This is the simplest kind of descriptor anyone could think of. Just taking a patch around the key-point that encapsulate local information also works pretty well. I implemented this feature as a baseline to compare my SIFT like feature. The visualization of both feature is shown above. For this descriptor I used 8x8 grid around the interest point with spacing of 4 pixels. Each descriptor is normalized by subtracting mean and dividing it by standard deviation.
In this part we perform feature matching to find the best correspondence between features among different images. I have implemented two ways for feature matching. I started with Lowe's ratio test and the applied RANSAC to filter outliers.
After computing the feature descriptors we find the matching descriptors by comparing each feature in image1 to each feature in image2 using Sum of Squared Distance metric. Then for each feature in image1 we select the two features in image2 having less SSD error. And we select one with least squared error, if the ratio of these two features is less than a certain threshold. I used 0.5 as threshold, but keeping threshold as low as possible improves the matches but then number of matches also decreases. Feature matching using ratio test is shown in the figure below.

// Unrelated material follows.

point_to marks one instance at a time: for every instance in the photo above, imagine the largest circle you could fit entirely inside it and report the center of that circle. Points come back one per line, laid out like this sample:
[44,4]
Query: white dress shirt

Though ratio test gives a good amount of matches but it still provides a lot of bad matches. RANSAC can be used to filter out the bad matches. The algorithm is pretty straight forward, we randomly select four feature pairs and compute homography on them. Then using this homography we transform all the key-points and see if these transformation is valid, and count the number of inliers. The homography with a maximum number of inliers is selected and those points that does not adhere to this homography are rejected. This filtering scheme is very robust and filters a significant amount of bad matches. Feature matching using RANSAC is shown above.
|
|
|
|
Scale-Invariant Feature Transform (SIFT) has many applications in Object Recognition, Localization and Mapping in Robotics, Panorama Stitching, Object Tracking etc. Also performing scale and orientation invariance will definitely improve the results.